Critique : Le Jour d’après de Hong Sang-soo

Par Cinephiliacr

Areum s'apprête à vivre son premier jour de travail dans une petite maison d'édition. Bongwan, son patron, a eu une relation amoureuse avec la femme qu'Areum remplace. Leur liaison vient de se terminer. Ce jour-là, comme tous les jours, Bongwan quitte le domicile conjugal bien avant l'aube pour partir au travail. Il n'arrête pas de penser à la femme qui est partie. Ce même jour, la femme de Bongwan trouve une lettre d'amour. Elle arrive au bureau sans prévenir et prend Areum pour la femme qui est partie...

Hong Sangsoo tourne comme il respire. Il a un régime de deux à trois films par an, ce qui est plutôt intense. C'est pourquoi il présentait à Cannes deux films : La caméra de Claire hors compétition et Le Jour d'après en compétition. C'est à ce dernier, celui des deux qui correspond le plus à ce qu'on connaît d'Hong Sangsoo, que nous nous intéressons.

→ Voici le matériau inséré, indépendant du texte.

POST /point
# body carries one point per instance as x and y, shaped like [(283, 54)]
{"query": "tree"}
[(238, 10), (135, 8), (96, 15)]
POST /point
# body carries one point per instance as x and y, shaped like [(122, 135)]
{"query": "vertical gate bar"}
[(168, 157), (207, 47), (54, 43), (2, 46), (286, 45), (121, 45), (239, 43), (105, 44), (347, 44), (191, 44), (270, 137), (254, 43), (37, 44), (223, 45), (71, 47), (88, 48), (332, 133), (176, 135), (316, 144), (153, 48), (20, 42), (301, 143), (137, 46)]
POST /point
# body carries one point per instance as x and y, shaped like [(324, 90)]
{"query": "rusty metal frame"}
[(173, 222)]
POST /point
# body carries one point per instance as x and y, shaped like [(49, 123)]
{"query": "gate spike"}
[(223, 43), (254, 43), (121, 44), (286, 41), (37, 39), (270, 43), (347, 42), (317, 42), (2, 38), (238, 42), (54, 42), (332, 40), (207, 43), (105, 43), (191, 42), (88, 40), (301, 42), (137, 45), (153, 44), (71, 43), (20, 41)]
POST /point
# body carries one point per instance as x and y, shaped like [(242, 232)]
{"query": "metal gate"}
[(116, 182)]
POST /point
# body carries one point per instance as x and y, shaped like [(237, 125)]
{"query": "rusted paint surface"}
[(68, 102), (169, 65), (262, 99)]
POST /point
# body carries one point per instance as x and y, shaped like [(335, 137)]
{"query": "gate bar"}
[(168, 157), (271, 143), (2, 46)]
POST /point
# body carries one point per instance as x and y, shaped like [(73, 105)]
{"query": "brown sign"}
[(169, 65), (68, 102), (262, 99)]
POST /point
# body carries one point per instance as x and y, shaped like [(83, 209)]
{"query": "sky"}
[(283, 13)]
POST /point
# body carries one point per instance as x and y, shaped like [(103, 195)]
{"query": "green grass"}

La base du cinéma d'Hong Sangsoo, ce sont des personnages qui vivent des situations relativement banales. Ce à quoi s'intéresse particulièrement le cinéaste coréen, ce sont les relations qui lient chacun d'entre eux. Un des passages obligés, c'est la table et les verres d'alcool qui la jonchent. Quand on parle du cinéma d'Hong Sangsoo, on dit souvent, comme cliché, qu'il s'agit de personnages à table qui boivent du saké. Le Jour d'après n'y fait pas exception. C'est un lieu qui obsède presque le réalisateur car c'est là que les gens se livrent. Ils se confient. Et l'alcool aide à désinhiber.

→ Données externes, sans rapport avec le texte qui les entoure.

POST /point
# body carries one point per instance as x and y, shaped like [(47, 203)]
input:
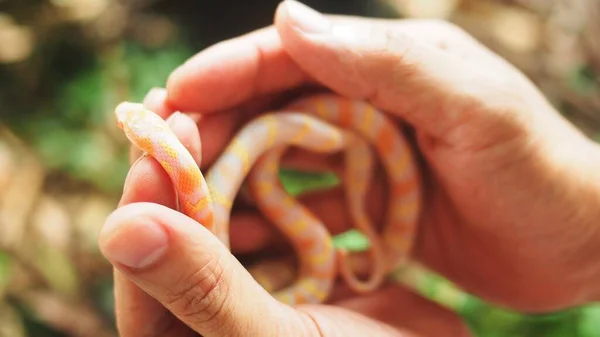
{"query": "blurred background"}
[(65, 64)]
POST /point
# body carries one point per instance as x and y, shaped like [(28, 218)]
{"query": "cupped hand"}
[(511, 187)]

L'alcool est également un outil que le metteur en scène utilise pour créer d'autres tensions voire retournement de situation. C'est pour cela que c'est une pièce maîtresse de son art. Dans Le Jour d'après, des situations se règlent mais des problèmes se créent aussi à cause de cela. Attention, il ne faudrait pas résumer le cinéma d'Hong Sangsoo à cela, c'est bien plus riche mais, tout cela a un objectif précis et une place importante. Ces scènes à table jalonnent son cinéma depuis longtemps. C'est principalement dans ces moments qu'il impose sa patte de mise en scène. Elle consiste en une caméra sur pied qui fixe les personnages, assis. Sangsoo lui donne du mouvement en passant d'un personnage à l'autre en fonction des dialogues. C'est une jolie chorégraphie qui se joue devant les yeux des spectateurs.

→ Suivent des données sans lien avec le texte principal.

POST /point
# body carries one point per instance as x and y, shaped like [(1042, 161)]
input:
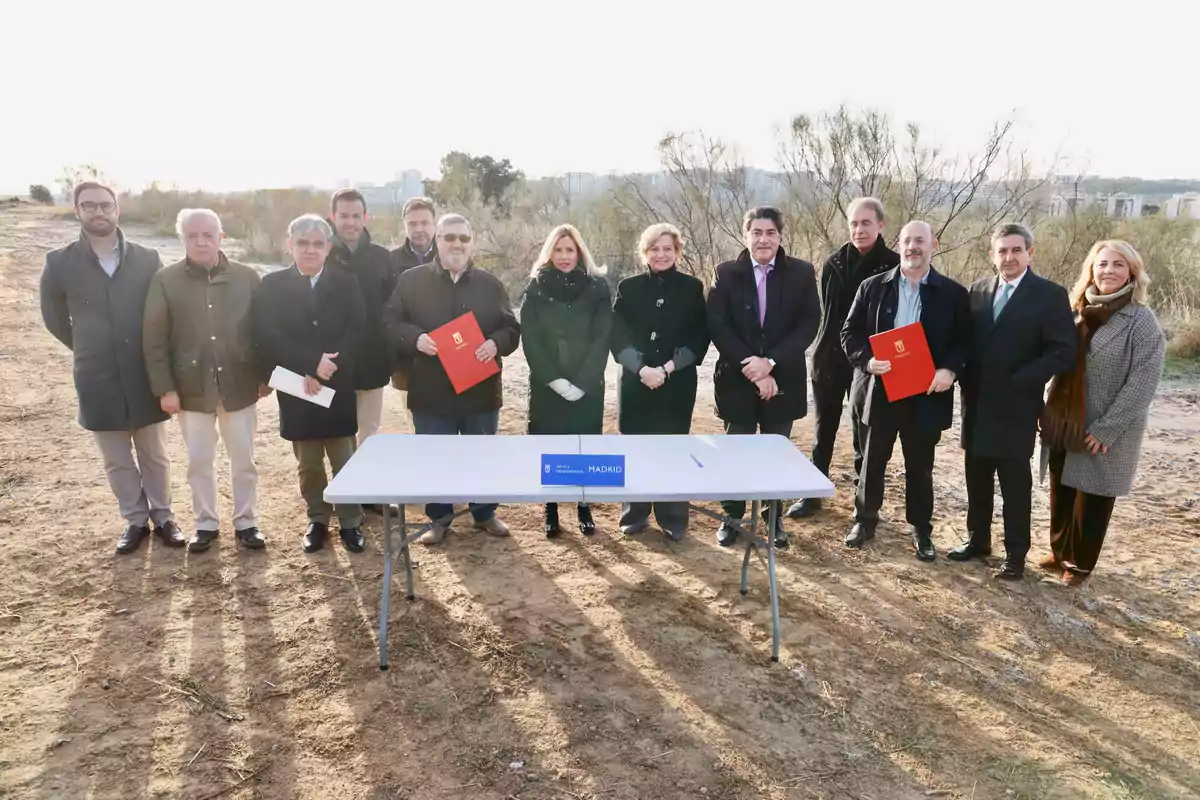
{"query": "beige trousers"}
[(311, 468), (142, 487), (238, 431)]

Dans Le Jour d'après, Hong Sangsoo s'intéresse, comme souvent, à des histoires de couples. Ici, il s'agit d'un patron qui a une amante, chose que sa femme découvre. Mais celle qui va tout se prendre dans la figure, c'est la nouvelle employée, complètement innocente dans l'histoire. Mais quand l'amante va faire son retour, les choses vont naturellement se compliquer. Une fois encore, ce qui fait que le film est étonnamment prenant, c'est le talent de dialoguiste et de metteur en scène d'Hong Sangsoo. Le schéma narratif qu'il utilise, il l'a déjà usé jusqu'à la corde. Plus grand chose n'est surprenant dans ce qu'il propose. Il n'en reste pas moins que Le Jour d'après parvient à se démarquer quelque peu par rapport aux précédents films d'Hong Sangsoo. Il est bien plus drôle que les autres, chose plutôt rare dernièrement dans les œuvres du coréen.

Une fois encore, Hong Sangsoo a fait appel à Kim Saeybuk, qui avait déjà un tout petit rôle dans Yourself and yours que nous avions découvert au Black Movie Festival à Genève en janvier dernier. Mais le rôle principal revient évidemment à son épouse, Kim Min-hee, déjà vue dans Un jour avec, un jour sans, Yourself and yours, La caméra de Claire et, Mademoiselle de Park Chan-wook. C'est un casting de grande qualité qui convient parfaitement à l'univers d'Hong Sangsoo.

Le Jour d'après n'est honnêtement pas le meilleur film du metteur en scène coréen. On pourrait presque parler de best of. Cependant, l'humour, la mise en scène et les dialogues font mouche. La preuve qu'Hong Sangsoo reste un grand cinéaste.